Наконец приехали и сыновья. Старший, о. Николай, молодой, но уже полный, в хорошем полушелковом подряснике и с широким расшитым поясом: уже успел приобрести в городе почитательниц и щедрых молитвенниц из купеческого звания; был он обеспокоен до чрезвычайности, даже полные, белые, обцелованные руки дрожали. Младший, семинарист, и ростом и лицом похожий на о. Ивана, весь смерзся, как навага зимою, но отошел быстро и без содроганий; от всего происходящего, даже от жестокого холода, он ощущал видимое, слегка насмешливое удовольствие: смеялся опущенными глазами и не то презирал всех, не то, вроде отца, готовил свою, особенную штуку.

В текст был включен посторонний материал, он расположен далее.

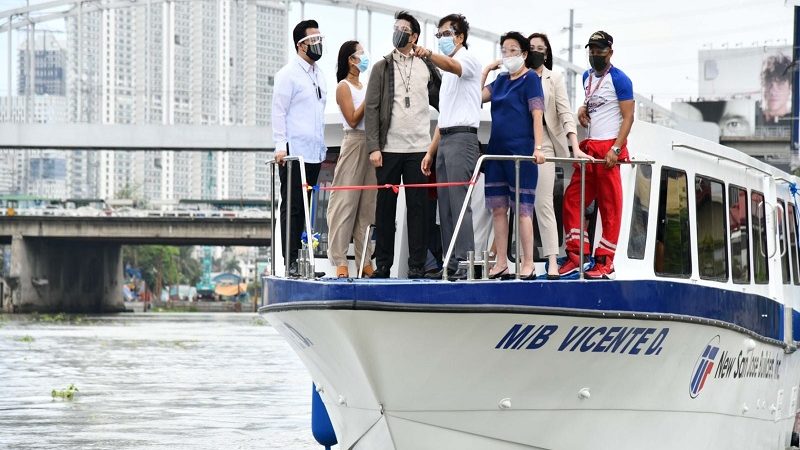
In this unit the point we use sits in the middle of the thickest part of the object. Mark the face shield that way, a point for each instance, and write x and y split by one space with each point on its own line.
314 43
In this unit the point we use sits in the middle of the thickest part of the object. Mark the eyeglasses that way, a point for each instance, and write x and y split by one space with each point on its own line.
311 40
594 51
445 33
512 51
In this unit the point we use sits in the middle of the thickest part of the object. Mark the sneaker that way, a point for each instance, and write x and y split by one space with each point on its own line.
416 273
367 271
381 272
602 270
569 266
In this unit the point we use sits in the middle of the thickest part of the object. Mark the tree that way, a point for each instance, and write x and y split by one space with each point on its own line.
231 266
175 264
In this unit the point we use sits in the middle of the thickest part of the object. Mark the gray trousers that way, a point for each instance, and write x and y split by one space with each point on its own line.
455 162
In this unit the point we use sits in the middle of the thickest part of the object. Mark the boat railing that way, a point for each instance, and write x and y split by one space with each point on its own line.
484 262
305 264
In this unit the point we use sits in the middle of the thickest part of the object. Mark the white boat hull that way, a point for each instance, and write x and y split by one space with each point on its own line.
437 380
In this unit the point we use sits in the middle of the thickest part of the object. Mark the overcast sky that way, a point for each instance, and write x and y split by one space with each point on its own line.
655 43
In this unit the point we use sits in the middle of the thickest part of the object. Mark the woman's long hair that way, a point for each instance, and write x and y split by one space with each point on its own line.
343 61
548 61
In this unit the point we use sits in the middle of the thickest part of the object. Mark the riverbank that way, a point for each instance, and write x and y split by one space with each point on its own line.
147 381
187 306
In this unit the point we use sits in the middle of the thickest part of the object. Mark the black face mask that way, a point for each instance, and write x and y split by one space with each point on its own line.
314 52
400 39
536 59
597 62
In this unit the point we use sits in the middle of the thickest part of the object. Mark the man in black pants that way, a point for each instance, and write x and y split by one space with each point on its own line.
298 124
397 121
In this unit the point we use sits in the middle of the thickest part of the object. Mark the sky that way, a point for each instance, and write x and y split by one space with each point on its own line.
655 43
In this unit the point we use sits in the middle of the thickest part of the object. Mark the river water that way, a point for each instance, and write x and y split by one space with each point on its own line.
155 380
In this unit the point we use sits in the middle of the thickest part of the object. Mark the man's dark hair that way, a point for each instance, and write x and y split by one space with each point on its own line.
300 30
459 24
524 44
404 15
548 61
776 68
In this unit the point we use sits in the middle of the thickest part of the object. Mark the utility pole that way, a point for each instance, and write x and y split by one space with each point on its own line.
570 74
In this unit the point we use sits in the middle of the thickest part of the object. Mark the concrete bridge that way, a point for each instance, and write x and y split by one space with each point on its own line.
74 264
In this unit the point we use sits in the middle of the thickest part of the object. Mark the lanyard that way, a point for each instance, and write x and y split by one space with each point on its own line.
313 80
588 89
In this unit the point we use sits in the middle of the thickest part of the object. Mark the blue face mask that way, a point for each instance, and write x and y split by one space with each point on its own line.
363 63
447 44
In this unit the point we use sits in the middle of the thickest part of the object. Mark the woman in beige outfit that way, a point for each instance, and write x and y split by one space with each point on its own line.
559 128
351 212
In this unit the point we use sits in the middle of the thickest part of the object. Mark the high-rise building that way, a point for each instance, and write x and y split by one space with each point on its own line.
199 62
49 66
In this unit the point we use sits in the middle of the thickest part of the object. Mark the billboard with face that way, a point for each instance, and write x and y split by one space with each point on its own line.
749 90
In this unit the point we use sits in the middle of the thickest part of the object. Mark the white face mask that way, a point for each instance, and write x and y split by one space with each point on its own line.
513 63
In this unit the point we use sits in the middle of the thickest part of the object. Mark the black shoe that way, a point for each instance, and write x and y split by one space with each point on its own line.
381 272
416 273
435 274
458 275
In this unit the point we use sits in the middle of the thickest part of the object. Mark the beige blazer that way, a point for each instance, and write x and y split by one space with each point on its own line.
558 116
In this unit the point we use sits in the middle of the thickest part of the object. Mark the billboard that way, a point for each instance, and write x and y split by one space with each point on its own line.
751 87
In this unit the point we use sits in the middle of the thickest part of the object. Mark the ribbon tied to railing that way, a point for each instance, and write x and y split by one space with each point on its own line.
394 187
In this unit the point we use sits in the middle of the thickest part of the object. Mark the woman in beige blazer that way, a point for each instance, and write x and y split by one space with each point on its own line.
559 128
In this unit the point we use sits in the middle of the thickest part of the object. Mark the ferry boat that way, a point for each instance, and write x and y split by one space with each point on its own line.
692 346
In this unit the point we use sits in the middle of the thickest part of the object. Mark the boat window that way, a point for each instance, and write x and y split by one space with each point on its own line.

– Ах, Боже мой, что же это такое, – говорил Николай, с отвращением смотря на пьяного о. Эразма. – Вчера зовет меня преосвященный: ваш это, спрашивает, отец, который…

– А ты чей, сказал? – тихо осведомился Сашка. Николай с негодованием взглянул на брата.

– А тут еще этот ввязался, с-смола! Взял ты у меня полтинник или нет?

– Нет, не брал, – спокойно ответил Сашка и прихлебнул из блюдечка.

– Вот видите! Да как же ты не брал, когда я перед самым твоим отъездом по твоей просьбе, мерзавец ты этакий, в самую руку вручил монету?..

За дверью послышался как бы смешок, а может быть, и кашель – но все стихло.

– Папаша! – нежно постучал в дверь Николай. – Разрешите войти.

Но ответа не последовало. И так раз до десяти подходил, терзаясь, и нежно постукивал Николай, но ни единого ответного звука извлечь не мог. Попробовал было сам приоткрыть незапертую, без крючка, дверь, но тотчас же невидимая рука быстро и злобно захлопнула ее, – очевидно, поп был настороже. Сашка громко и откровенно захохотал, а попадья заплакала:

– Ведь с утра ничего не ел, в чем душа держится.

Уже к ночи разрешил о. Иван войти. И так много ожидали от этого разговора, что разбудили заснувшего о. Эразма и послали за дьяконом, который побежал за табаком к себе домой и что-то застрял там, – и все с напряжением смотрели на перегородку, за которой невнятно, видимо, желая укрыться от постороннего слуха, по-голубиному мягко гурковал Николай. Но только один голос, другого же слышно не было.

– Ты чего ухмыляешься? – сердитым шепотом спросил Сашку о. Эразм.

– Да что вы, и не думал, – нагло солгал Сашка.

– У, ехида! Отца бы пожалел.

Сашка опять откровенно засмеялся и как-то очень нехорошо окинул всех взглядом. Вдруг вынул папиросу и закурил, и дым пускал колечком, как будто был барин и ехал в первом классе для курящих. Но не успел о. Эразм осмыслить этой новой дерзости, как за перегородкой что-то застрекотало, зашумело, заговорило, и почти тотчас же в двери показался Николай, очень, даже до невероятия бледный. Сел на первый попавшийся стул и невнятно промолвил белыми губами:

– Проклял.

– Да ты что! – ужаснулся о. Эразм. – На нем же сан, что ж тебе делать теперь?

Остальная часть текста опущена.